Another UCSF team, led by Michael Reid, MD, has been working closely with the city’s Department of Public Health to train contact tracers, many of them city employees whose normal jobs have been interrupted by the pandemic
These partnerships have extended to the state level as well, with UCSF launching a statewide contact tracing program with the California Department of Public Health and offering free COVID-19 test analysis to all 58 counties in California.
Infectious Diseases’ Impact on Vulnerable People
The disparities in COVID-19 are a reminder of the disparities in HIV, hitting hardest in communities in the margins. “The world is sort of discovering anew that infectious diseases tend to always seek out the vulnerable and always affect those with social vulnerabilities first, and this is happening with COVID-19,” said Gandhi.

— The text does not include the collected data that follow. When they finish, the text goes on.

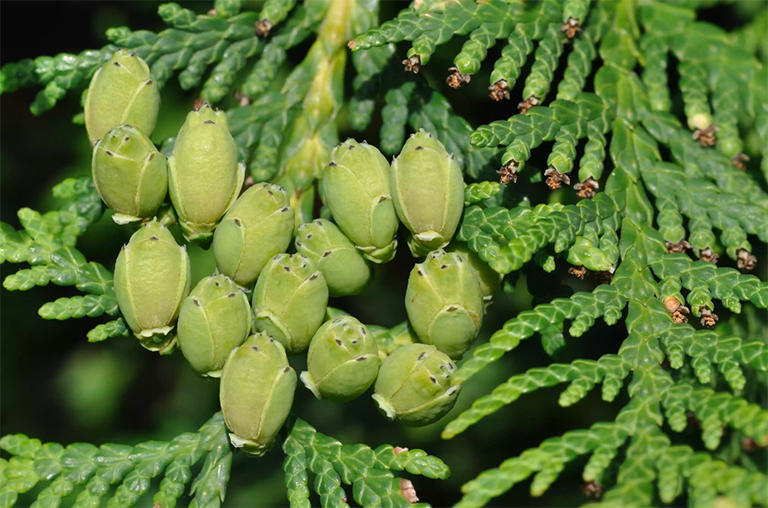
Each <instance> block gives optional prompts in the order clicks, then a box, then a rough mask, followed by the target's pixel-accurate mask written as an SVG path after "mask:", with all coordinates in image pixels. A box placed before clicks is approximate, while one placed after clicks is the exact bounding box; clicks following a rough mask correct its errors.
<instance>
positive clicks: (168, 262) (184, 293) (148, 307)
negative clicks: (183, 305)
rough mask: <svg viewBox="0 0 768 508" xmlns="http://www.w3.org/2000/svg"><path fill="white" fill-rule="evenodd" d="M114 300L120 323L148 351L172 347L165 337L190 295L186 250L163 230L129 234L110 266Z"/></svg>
mask: <svg viewBox="0 0 768 508" xmlns="http://www.w3.org/2000/svg"><path fill="white" fill-rule="evenodd" d="M114 280H115V294H116V296H117V304H118V306H119V307H120V312H122V314H123V318H125V322H126V323H128V326H129V327H130V328H131V330H132V331H133V333H134V335H136V337H137V338H138V339H139V340H140V341H141V344H142V345H143V346H144V347H145V348H147V349H149V350H150V351H160V352H161V353H165V352H168V351H170V350H171V349H172V348H173V346H174V345H175V337H173V336H172V335H170V332H171V330H172V329H173V325H174V323H175V322H176V318H177V317H178V315H179V308H180V307H181V302H182V300H183V299H184V297H185V296H187V294H188V293H189V284H190V268H189V257H188V256H187V249H186V247H180V246H179V245H178V244H177V243H176V240H174V238H173V235H172V234H171V233H170V231H168V229H166V228H165V226H163V225H162V224H160V223H159V222H157V221H152V222H150V223H148V224H146V225H144V226H143V227H142V228H141V229H139V230H138V231H137V232H136V233H134V234H133V236H132V237H131V240H130V241H129V242H128V245H125V246H123V248H122V250H121V251H120V254H119V255H118V257H117V262H116V263H115V279H114Z"/></svg>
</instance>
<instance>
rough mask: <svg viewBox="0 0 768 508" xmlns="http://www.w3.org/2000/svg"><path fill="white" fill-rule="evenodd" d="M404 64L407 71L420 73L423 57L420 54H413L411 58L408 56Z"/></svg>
mask: <svg viewBox="0 0 768 508" xmlns="http://www.w3.org/2000/svg"><path fill="white" fill-rule="evenodd" d="M403 66H404V67H405V72H412V73H414V74H418V73H419V71H420V70H421V57H420V56H419V55H413V56H412V57H410V58H406V59H405V60H403Z"/></svg>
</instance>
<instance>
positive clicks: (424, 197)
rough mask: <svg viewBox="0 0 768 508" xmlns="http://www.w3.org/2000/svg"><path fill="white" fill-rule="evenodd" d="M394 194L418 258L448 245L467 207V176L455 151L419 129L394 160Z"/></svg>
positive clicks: (403, 146) (400, 218) (402, 219)
mask: <svg viewBox="0 0 768 508" xmlns="http://www.w3.org/2000/svg"><path fill="white" fill-rule="evenodd" d="M391 175H392V176H391V187H392V197H393V199H394V202H395V210H397V215H398V217H400V220H401V221H402V222H403V224H405V226H406V227H407V228H408V229H409V230H410V231H411V233H412V235H411V237H410V238H409V239H408V247H409V248H410V249H411V253H412V254H413V255H414V256H415V257H422V256H425V255H426V254H427V253H429V252H430V251H433V250H435V249H440V248H442V247H445V246H446V245H448V242H450V241H451V238H453V234H454V233H455V232H456V227H457V226H458V225H459V219H461V214H462V212H463V210H464V179H463V177H462V174H461V169H460V168H459V164H458V163H457V162H456V159H455V158H454V157H453V155H452V154H449V153H448V152H447V151H446V150H445V147H444V146H443V144H442V143H441V142H440V141H439V140H438V139H437V138H435V137H434V136H432V134H429V133H428V132H426V131H424V130H423V129H419V132H417V133H415V134H413V135H411V137H410V138H409V139H408V141H406V143H405V146H403V149H402V151H401V152H400V155H398V156H397V158H396V159H395V160H394V161H392V172H391Z"/></svg>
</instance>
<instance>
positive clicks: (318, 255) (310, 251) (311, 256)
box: [296, 219, 371, 296]
mask: <svg viewBox="0 0 768 508" xmlns="http://www.w3.org/2000/svg"><path fill="white" fill-rule="evenodd" d="M296 250H297V251H298V252H299V253H301V254H304V255H305V256H307V257H308V258H309V259H311V260H312V261H314V262H315V263H317V266H318V268H320V271H321V272H323V277H325V282H326V284H328V292H329V294H330V296H349V295H356V294H358V293H360V292H362V291H363V289H365V286H366V285H367V284H368V282H369V281H370V280H371V268H370V266H369V265H368V262H367V261H366V260H365V258H364V257H363V256H362V254H361V253H360V251H359V250H358V249H356V248H355V245H354V244H353V243H352V242H351V241H350V240H349V238H347V237H346V236H345V235H344V233H342V232H341V230H340V229H339V228H338V227H337V226H336V224H334V223H332V222H329V221H327V220H325V219H317V220H314V221H312V222H307V223H305V224H302V225H301V226H299V234H298V236H297V237H296Z"/></svg>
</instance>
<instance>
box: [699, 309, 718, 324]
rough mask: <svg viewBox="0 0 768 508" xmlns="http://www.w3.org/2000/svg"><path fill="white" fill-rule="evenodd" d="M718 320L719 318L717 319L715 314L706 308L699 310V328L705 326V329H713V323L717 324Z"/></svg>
mask: <svg viewBox="0 0 768 508" xmlns="http://www.w3.org/2000/svg"><path fill="white" fill-rule="evenodd" d="M719 319H720V318H719V317H717V314H715V313H714V312H712V311H711V310H709V309H706V308H703V309H701V326H706V327H707V328H714V327H715V323H717V321H718V320H719Z"/></svg>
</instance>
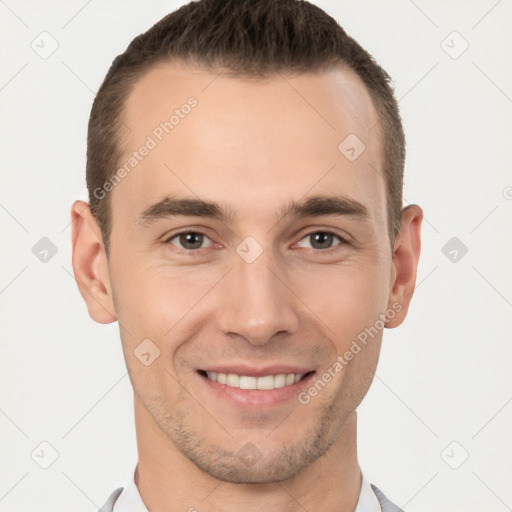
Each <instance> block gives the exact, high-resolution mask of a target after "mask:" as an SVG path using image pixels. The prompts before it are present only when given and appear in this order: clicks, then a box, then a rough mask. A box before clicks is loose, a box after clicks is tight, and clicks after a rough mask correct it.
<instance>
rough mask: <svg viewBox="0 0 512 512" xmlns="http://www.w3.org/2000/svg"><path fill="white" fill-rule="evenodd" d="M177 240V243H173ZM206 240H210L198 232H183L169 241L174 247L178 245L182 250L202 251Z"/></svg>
mask: <svg viewBox="0 0 512 512" xmlns="http://www.w3.org/2000/svg"><path fill="white" fill-rule="evenodd" d="M175 239H176V240H177V242H173V240H175ZM205 239H208V240H209V238H208V237H207V236H206V235H204V234H203V233H198V232H197V231H183V232H182V233H177V234H175V235H174V236H172V237H171V238H169V240H167V241H168V242H170V243H171V244H173V245H177V246H178V247H179V248H180V249H186V250H190V251H193V250H196V249H201V246H202V245H203V242H204V240H205Z"/></svg>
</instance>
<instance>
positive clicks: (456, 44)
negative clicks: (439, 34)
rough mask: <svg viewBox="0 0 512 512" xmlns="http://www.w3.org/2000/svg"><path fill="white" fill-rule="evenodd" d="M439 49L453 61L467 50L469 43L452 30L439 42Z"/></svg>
mask: <svg viewBox="0 0 512 512" xmlns="http://www.w3.org/2000/svg"><path fill="white" fill-rule="evenodd" d="M441 48H442V49H443V50H444V52H445V53H446V54H447V55H448V56H449V57H451V58H452V59H454V60H455V59H458V58H459V57H460V56H461V55H462V54H463V53H464V52H465V51H466V50H467V49H468V48H469V43H468V42H467V41H466V40H465V39H464V38H463V37H462V36H461V35H460V34H459V33H458V32H457V31H456V30H454V31H453V32H450V34H448V35H447V36H446V37H445V38H444V39H443V40H442V41H441Z"/></svg>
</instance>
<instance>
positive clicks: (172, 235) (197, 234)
mask: <svg viewBox="0 0 512 512" xmlns="http://www.w3.org/2000/svg"><path fill="white" fill-rule="evenodd" d="M190 233H194V234H196V235H203V236H205V237H206V238H208V239H209V238H210V237H209V236H208V235H206V234H205V233H202V232H201V231H192V230H185V231H180V232H178V233H174V234H173V235H172V236H170V237H168V238H167V239H166V240H164V243H166V244H168V243H170V242H171V240H174V239H175V238H177V237H179V236H180V235H186V234H190ZM317 233H323V234H326V235H332V236H334V237H336V238H338V239H339V240H340V243H339V244H337V245H334V246H332V247H329V248H327V249H315V248H311V250H313V251H314V252H318V253H321V252H323V253H328V252H331V251H333V250H336V248H337V247H339V246H343V245H349V242H348V240H346V239H345V238H343V237H342V236H341V235H338V234H337V233H335V232H334V231H329V230H317V231H310V232H309V233H306V234H305V235H304V236H303V237H302V238H301V240H304V238H307V237H310V236H311V235H314V234H317ZM301 240H300V241H301ZM173 245H174V244H173ZM175 247H176V246H175ZM177 249H179V252H181V253H187V254H189V255H195V254H197V253H198V252H199V251H201V249H207V247H202V248H199V249H183V248H181V247H177Z"/></svg>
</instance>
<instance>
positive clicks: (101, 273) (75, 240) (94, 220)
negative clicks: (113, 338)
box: [71, 201, 117, 324]
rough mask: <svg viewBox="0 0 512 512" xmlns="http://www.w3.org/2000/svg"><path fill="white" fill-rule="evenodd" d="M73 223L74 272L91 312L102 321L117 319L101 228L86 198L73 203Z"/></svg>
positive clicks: (78, 284) (72, 226)
mask: <svg viewBox="0 0 512 512" xmlns="http://www.w3.org/2000/svg"><path fill="white" fill-rule="evenodd" d="M71 226H72V228H71V229H72V234H71V243H72V251H73V256H72V264H73V273H74V275H75V280H76V283H77V285H78V289H79V291H80V294H81V295H82V297H83V299H84V301H85V303H86V304H87V309H88V311H89V315H90V316H91V318H92V319H93V320H95V321H96V322H99V323H102V324H108V323H111V322H115V321H116V320H117V316H116V314H115V309H114V303H113V299H112V289H111V286H110V278H109V273H108V261H107V256H106V254H105V247H104V245H103V239H102V236H101V230H100V229H99V226H98V224H97V223H96V220H95V218H94V216H93V215H92V213H91V210H90V208H89V205H88V204H87V203H86V202H84V201H75V202H74V203H73V205H72V207H71Z"/></svg>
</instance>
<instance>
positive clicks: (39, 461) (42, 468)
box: [30, 441, 59, 469]
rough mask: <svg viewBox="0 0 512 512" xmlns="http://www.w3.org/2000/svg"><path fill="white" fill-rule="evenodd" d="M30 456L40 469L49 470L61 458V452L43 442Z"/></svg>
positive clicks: (38, 444)
mask: <svg viewBox="0 0 512 512" xmlns="http://www.w3.org/2000/svg"><path fill="white" fill-rule="evenodd" d="M30 456H31V457H32V460H33V461H34V462H35V463H36V464H37V465H38V466H39V467H40V468H42V469H48V468H49V467H50V466H51V465H52V464H53V463H54V462H55V461H56V460H57V459H58V458H59V452H58V451H57V450H56V449H55V448H54V447H53V446H52V445H51V444H50V443H49V442H48V441H42V442H41V443H39V444H38V445H37V446H36V447H35V448H34V449H33V450H32V453H31V454H30Z"/></svg>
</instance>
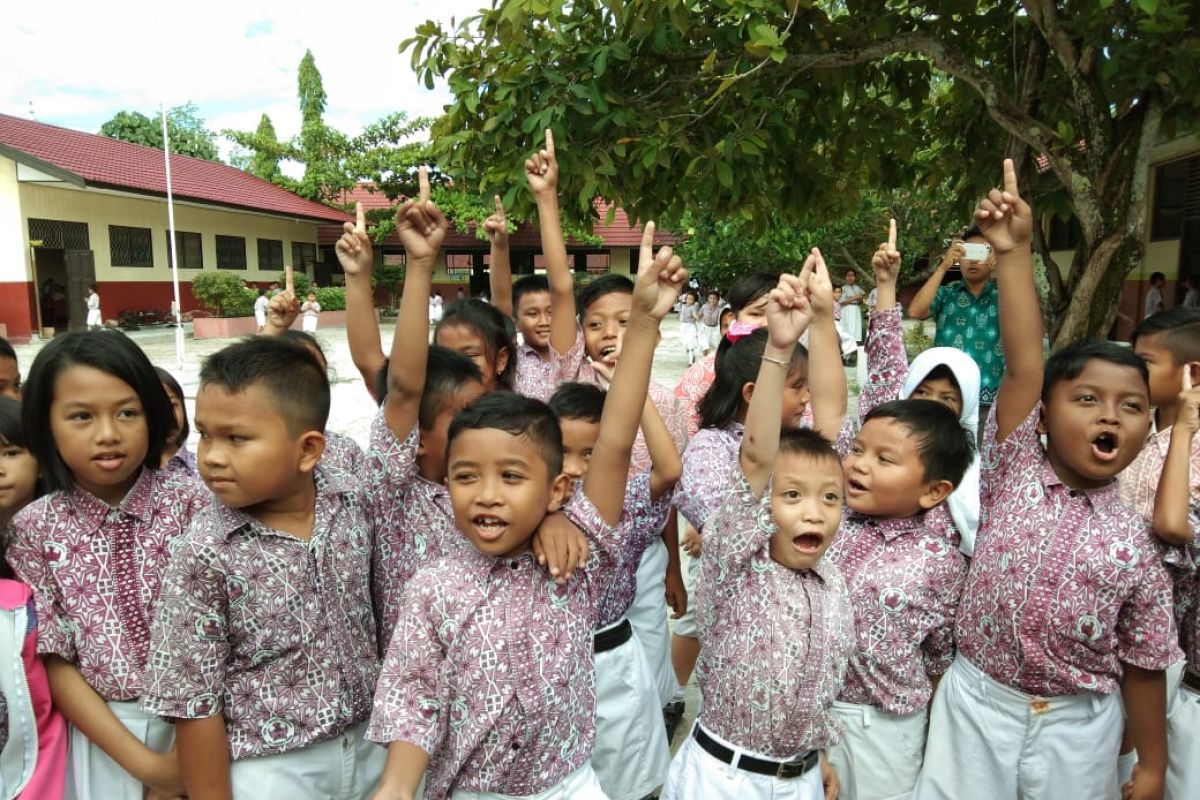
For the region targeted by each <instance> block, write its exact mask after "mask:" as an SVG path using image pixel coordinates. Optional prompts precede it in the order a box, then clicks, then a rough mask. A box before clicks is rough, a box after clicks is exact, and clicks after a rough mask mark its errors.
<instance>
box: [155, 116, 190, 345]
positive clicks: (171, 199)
mask: <svg viewBox="0 0 1200 800" xmlns="http://www.w3.org/2000/svg"><path fill="white" fill-rule="evenodd" d="M158 112H160V115H161V116H162V158H163V162H164V163H166V164H167V242H168V246H169V247H170V283H172V287H173V288H174V291H175V302H174V303H172V311H174V317H175V368H176V369H182V368H184V318H182V314H181V313H180V305H179V251H178V248H176V247H175V200H174V198H173V197H172V192H170V137H169V136H168V133H167V106H166V103H162V102H160V103H158Z"/></svg>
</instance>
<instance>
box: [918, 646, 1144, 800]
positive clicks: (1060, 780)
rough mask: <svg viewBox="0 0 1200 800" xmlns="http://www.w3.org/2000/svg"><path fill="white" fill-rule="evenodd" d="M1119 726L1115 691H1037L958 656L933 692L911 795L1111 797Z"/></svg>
mask: <svg viewBox="0 0 1200 800" xmlns="http://www.w3.org/2000/svg"><path fill="white" fill-rule="evenodd" d="M1122 728H1123V715H1122V710H1121V702H1120V699H1117V697H1116V696H1114V694H1096V693H1086V694H1075V696H1068V697H1048V698H1036V697H1031V696H1028V694H1026V693H1024V692H1019V691H1016V690H1015V688H1012V687H1009V686H1004V685H1003V684H1000V682H997V681H995V680H992V679H991V678H990V676H989V675H986V674H985V673H984V672H983V670H980V669H979V668H978V667H976V666H974V664H972V663H971V662H970V661H967V660H966V658H964V657H962V656H959V657H958V658H955V660H954V663H953V664H950V668H949V670H948V672H947V673H946V675H944V676H943V678H942V681H941V684H940V685H938V688H937V696H936V697H935V698H934V711H932V715H931V716H930V720H929V738H928V740H926V745H925V763H924V765H923V766H922V770H920V777H919V778H918V780H917V789H916V792H914V793H913V798H916V799H917V800H961V799H962V798H988V800H1018V799H1019V800H1097V799H1098V798H1115V796H1117V794H1118V787H1117V750H1118V748H1120V746H1121V730H1122Z"/></svg>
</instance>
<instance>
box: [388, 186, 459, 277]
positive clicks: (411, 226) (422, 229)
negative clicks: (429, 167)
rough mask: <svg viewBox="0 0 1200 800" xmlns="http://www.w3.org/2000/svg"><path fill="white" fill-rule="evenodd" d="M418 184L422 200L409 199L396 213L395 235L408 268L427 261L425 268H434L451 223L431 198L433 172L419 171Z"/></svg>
mask: <svg viewBox="0 0 1200 800" xmlns="http://www.w3.org/2000/svg"><path fill="white" fill-rule="evenodd" d="M418 182H419V185H420V197H419V199H416V200H412V199H409V200H408V201H406V203H404V205H402V206H400V210H398V211H396V234H397V235H398V236H400V242H401V243H402V245H403V246H404V253H406V254H407V255H408V263H409V265H413V261H418V263H422V261H428V263H427V264H424V265H425V266H427V267H430V269H432V266H433V259H436V258H437V255H438V251H439V249H442V242H443V240H445V236H446V229H448V228H449V224H448V223H446V218H445V216H444V215H443V213H442V210H440V209H438V206H437V205H436V204H434V203H433V200H431V199H430V172H428V170H427V169H426V168H425V167H421V168H420V170H419V172H418Z"/></svg>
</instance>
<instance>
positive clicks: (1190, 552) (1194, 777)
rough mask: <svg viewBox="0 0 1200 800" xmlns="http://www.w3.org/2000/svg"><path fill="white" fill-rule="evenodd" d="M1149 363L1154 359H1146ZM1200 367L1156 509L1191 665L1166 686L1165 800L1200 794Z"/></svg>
mask: <svg viewBox="0 0 1200 800" xmlns="http://www.w3.org/2000/svg"><path fill="white" fill-rule="evenodd" d="M1171 311H1174V309H1171ZM1171 311H1165V312H1159V313H1158V314H1156V315H1154V317H1151V318H1150V319H1148V320H1147V323H1150V321H1153V320H1154V319H1156V318H1157V317H1162V315H1163V314H1170V313H1171ZM1184 311H1193V312H1194V311H1195V309H1192V308H1187V309H1184ZM1180 332H1181V333H1183V336H1184V337H1190V336H1194V333H1195V331H1194V330H1192V331H1188V330H1184V331H1180ZM1189 335H1190V336H1189ZM1147 363H1153V361H1150V360H1148V359H1147ZM1195 366H1196V363H1195V361H1189V362H1187V363H1186V365H1183V369H1182V371H1180V372H1182V375H1181V380H1182V386H1183V391H1182V392H1181V393H1180V395H1178V398H1177V401H1176V402H1174V403H1172V404H1171V405H1172V407H1174V408H1172V410H1174V411H1175V417H1174V420H1172V425H1171V443H1170V445H1169V447H1168V451H1166V458H1165V459H1164V463H1163V475H1162V481H1160V482H1159V486H1158V493H1157V497H1156V498H1154V511H1153V524H1154V533H1156V534H1157V535H1158V536H1159V537H1160V539H1163V540H1164V541H1166V542H1170V543H1172V545H1177V546H1178V548H1180V549H1178V551H1175V554H1177V555H1178V557H1181V558H1180V559H1177V561H1182V563H1176V564H1175V565H1174V566H1176V569H1175V570H1172V573H1174V577H1175V596H1176V601H1177V602H1176V619H1177V621H1178V625H1180V643H1181V644H1182V645H1183V655H1184V658H1186V661H1184V663H1183V669H1182V673H1181V674H1180V675H1178V676H1174V675H1172V680H1171V681H1169V684H1168V687H1166V692H1168V705H1166V744H1168V760H1166V787H1165V792H1164V793H1163V796H1164V798H1165V799H1166V800H1183V798H1195V796H1200V581H1198V578H1196V572H1198V567H1200V539H1198V537H1196V533H1195V531H1196V530H1198V529H1200V527H1198V522H1200V503H1198V501H1196V498H1195V494H1194V489H1193V488H1192V487H1194V486H1196V485H1195V482H1194V481H1193V480H1192V470H1193V469H1194V465H1195V457H1194V452H1195V434H1196V429H1198V428H1200V389H1194V387H1193V386H1192V371H1193V369H1194V368H1195ZM1152 368H1153V367H1152ZM1156 377H1158V375H1157V374H1156V373H1154V372H1152V373H1151V387H1152V390H1153V389H1154V387H1156V385H1154V378H1156ZM1147 449H1148V446H1147ZM1172 672H1174V670H1172ZM1169 674H1170V673H1169Z"/></svg>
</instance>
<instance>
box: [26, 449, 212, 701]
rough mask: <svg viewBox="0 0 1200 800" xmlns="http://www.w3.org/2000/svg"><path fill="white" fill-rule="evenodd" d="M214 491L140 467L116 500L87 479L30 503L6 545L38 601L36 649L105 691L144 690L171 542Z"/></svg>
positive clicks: (106, 697)
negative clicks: (7, 546)
mask: <svg viewBox="0 0 1200 800" xmlns="http://www.w3.org/2000/svg"><path fill="white" fill-rule="evenodd" d="M210 499H211V495H210V494H209V492H208V489H205V488H204V486H202V485H200V483H199V482H198V481H193V480H190V479H180V477H179V476H176V475H173V474H170V473H167V471H163V470H149V469H143V470H142V474H140V475H138V479H137V481H136V482H134V483H133V487H132V488H131V489H130V491H128V493H127V494H126V495H125V499H124V500H121V504H120V506H118V507H113V506H109V505H108V504H107V503H104V501H103V500H101V499H100V498H97V497H95V495H94V494H90V493H89V492H85V491H84V489H80V488H73V489H68V491H62V492H54V493H52V494H48V495H46V497H43V498H41V499H38V500H35V501H34V503H31V504H30V505H28V506H25V509H23V510H22V511H20V513H18V515H17V516H16V518H14V519H13V523H12V527H13V539H12V543H11V545H10V547H8V554H7V555H8V563H10V564H11V565H12V567H13V570H14V571H16V573H17V577H18V578H20V581H22V582H24V583H26V584H29V587H30V588H32V590H34V595H35V597H36V601H37V603H36V604H37V626H38V637H37V651H38V652H40V654H42V655H55V656H59V657H61V658H62V660H64V661H68V662H71V663H73V664H76V666H77V667H78V668H79V672H80V673H82V674H83V676H84V679H85V680H86V681H88V684H89V685H90V686H91V687H92V688H94V690H96V692H97V693H98V694H100V696H101V697H102V698H104V699H106V700H132V699H137V698H138V697H140V694H142V692H143V685H144V675H145V666H146V652H148V650H149V646H150V621H151V619H152V613H151V608H152V606H154V603H155V601H156V600H157V599H158V591H160V589H161V587H162V577H163V573H164V572H166V570H167V564H168V561H169V560H170V543H172V541H173V540H175V539H176V537H179V536H180V535H182V533H184V530H185V529H186V528H187V525H188V523H190V522H191V521H192V517H194V516H196V515H197V513H198V512H199V511H200V510H202V509H203V507H205V506H206V505H208V504H209V501H210Z"/></svg>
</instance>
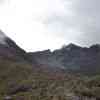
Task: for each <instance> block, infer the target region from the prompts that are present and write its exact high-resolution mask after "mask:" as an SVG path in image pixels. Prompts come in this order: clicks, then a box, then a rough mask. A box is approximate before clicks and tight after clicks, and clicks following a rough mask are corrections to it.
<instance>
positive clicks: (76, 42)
mask: <svg viewBox="0 0 100 100" xmlns="http://www.w3.org/2000/svg"><path fill="white" fill-rule="evenodd" d="M60 2H61V5H59V7H60V6H61V7H62V8H63V9H62V11H55V12H50V13H51V15H49V16H48V18H47V20H46V21H45V24H46V25H47V27H48V29H49V31H51V32H52V34H55V35H57V36H59V37H62V38H63V39H65V40H69V41H72V42H76V43H78V44H82V45H90V44H94V43H100V0H60ZM49 9H50V8H49ZM52 9H53V8H52ZM52 11H53V10H52Z"/></svg>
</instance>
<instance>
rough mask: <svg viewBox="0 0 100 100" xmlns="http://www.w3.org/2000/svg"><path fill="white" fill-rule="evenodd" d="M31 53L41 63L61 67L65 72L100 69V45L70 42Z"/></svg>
mask: <svg viewBox="0 0 100 100" xmlns="http://www.w3.org/2000/svg"><path fill="white" fill-rule="evenodd" d="M29 55H30V56H31V57H32V58H33V59H35V60H36V62H37V63H38V64H40V65H46V66H48V67H50V68H60V69H62V70H64V71H65V72H80V73H82V72H84V73H97V72H99V71H100V45H99V44H95V45H92V46H90V47H80V46H77V45H75V44H72V43H71V44H69V45H66V46H64V47H62V48H61V49H58V50H54V51H53V52H51V51H50V50H45V51H40V52H33V53H29Z"/></svg>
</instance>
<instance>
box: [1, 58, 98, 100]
mask: <svg viewBox="0 0 100 100" xmlns="http://www.w3.org/2000/svg"><path fill="white" fill-rule="evenodd" d="M53 77H55V76H51V78H50V76H49V75H48V73H42V72H41V73H38V72H35V71H34V68H33V66H32V65H31V64H29V63H27V62H14V61H9V60H0V100H7V98H10V100H77V98H99V99H100V76H99V75H97V76H79V75H76V76H75V75H71V74H66V77H65V78H62V79H61V78H60V79H59V78H53ZM99 99H98V100H99ZM80 100H82V99H80ZM83 100H85V99H83ZM86 100H88V99H86ZM90 100H92V99H90ZM93 100H95V99H93Z"/></svg>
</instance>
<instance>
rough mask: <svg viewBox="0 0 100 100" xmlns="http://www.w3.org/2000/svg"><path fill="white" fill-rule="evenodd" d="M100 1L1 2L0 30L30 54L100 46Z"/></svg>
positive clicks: (46, 1)
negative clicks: (94, 44) (89, 46)
mask: <svg viewBox="0 0 100 100" xmlns="http://www.w3.org/2000/svg"><path fill="white" fill-rule="evenodd" d="M99 4H100V1H99V0H93V1H91V0H42V1H41V0H0V29H1V30H3V31H4V32H5V33H6V34H7V35H8V36H9V37H10V38H12V39H13V40H14V41H16V43H17V44H18V45H19V46H21V47H22V48H24V49H25V50H27V51H39V50H45V49H52V50H53V49H57V48H60V47H61V46H62V45H64V44H66V45H67V44H69V43H75V44H78V45H82V46H88V45H91V44H96V43H100V34H99V31H100V30H99V29H100V25H99V16H100V7H99Z"/></svg>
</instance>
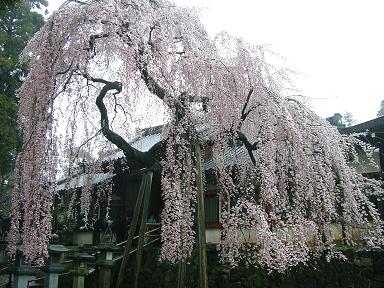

The world is sort of discovering anew that infectious diseases tend to always seek out the vulnerable and always affect those with social vulnerabilities first, and this is happening with COVID-19
Havlir has dedicated years to tackling disparities in HIV/AIDS here and abroad, including co-leading, with Susan Buchbinder, MD, San Francisco’s Getting to Zero initiative, which has the ultimate goal of “zero deaths, zero infections, and zero stigma” from HIV. In 2018, the initiative helped the city reach a record low of 197 new cases of HIV. Those new cases disproportionately affected Latinx and Black residents as well as the homeless population.
Of concern now are signs that the COVID-19 pandemic will affect HIV transmission rates and the health of those living with HIV. Social isolation from shelter-in-place may mean that people are not going to clinic or taking their medications, said Gandhi.
Gandhi is co-chairing the AIDS2020 conference, which, due to the pandemic, will be held virtually, and will include a free COVID-19 conference at the end.
Perhaps what AIDS did for San Francisco, in building community, empathy and a coalition approach to public health, COVID-19 will do for many more cities across the world.
“What HIV did for San Francisco is make it progressive. And it made it compassionate. And it made it into a place that people wanted to come because they felt more comfortable here. And if that could occur everywhere, because suddenly our eyes are being opened, then that would be a profoundly amazing outcome of this entire pandemic,” said Gandhi.